AttributeError: 'DataFrame' object has no attribute '_get_object_id'

0

Using the Zeppilin notebook server, I have written the following script. The initialization is taken from the template created in glue, but the rest of it is custom. I'm getting the error:

AttributeError: 'DataFrame' object has no attribute '_get_object_id'

when I run the script. I'm pretty confident the error is occurring during this line:

datasink = glueContext.write_dynamic_frame.from_catalog(frame = source_dynamic_frame, database = target_database, table_name = target_table_name, transformation_ctx = "datasink")

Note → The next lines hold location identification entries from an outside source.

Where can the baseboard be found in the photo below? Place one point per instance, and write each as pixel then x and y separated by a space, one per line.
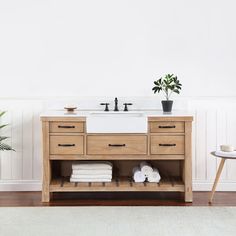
pixel 20 185
pixel 207 186
pixel 36 185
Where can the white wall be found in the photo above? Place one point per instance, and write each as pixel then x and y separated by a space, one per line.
pixel 91 51
pixel 214 124
pixel 106 47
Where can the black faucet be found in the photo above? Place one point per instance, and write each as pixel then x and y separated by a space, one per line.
pixel 116 105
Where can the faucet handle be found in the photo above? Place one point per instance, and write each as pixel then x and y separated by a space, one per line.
pixel 106 106
pixel 126 106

but I can't decipher what it's trying to tell me. Can anyone please help me out or point me in the right direction? Thanks!

%pyspark
import sys
from pyspark.context import SparkContext
from pyspark.sql.functions import lit, current_timestamp
from pyspark.sql.window import Window
from pyspark.sql.types import IntegerType, StructType, StructField, LongType
from awsglue.context import GlueContext
from awsglue.transforms import *
from awsglue.utils import getResolvedOptions
from awsglue.dynamicframe import DynamicFrame
from awsglue.job import Job

def dfZipWithIndex (df, offset=1, colName="RID"):
    '''
        Enumerates dataframe rows is native order, like rdd.ZipWithIndex(), but on a dataframe 
        and preserves a schema

        :param df: source dataframe
        :param offset: adjustment to zipWithIndex()'s index
        :param colName: name of the index column
    '''
    new_schema = StructType(
                    df.schema.fields +                            # previous schema
                    [StructField(colName,LongType(),True)]        # new added field in front
                )

    zipped_rdd = df.rdd.zipWithIndex()

    new_rdd = zipped_rdd.map(lambda (row,rowId): (list(row)+ [rowId +offset]))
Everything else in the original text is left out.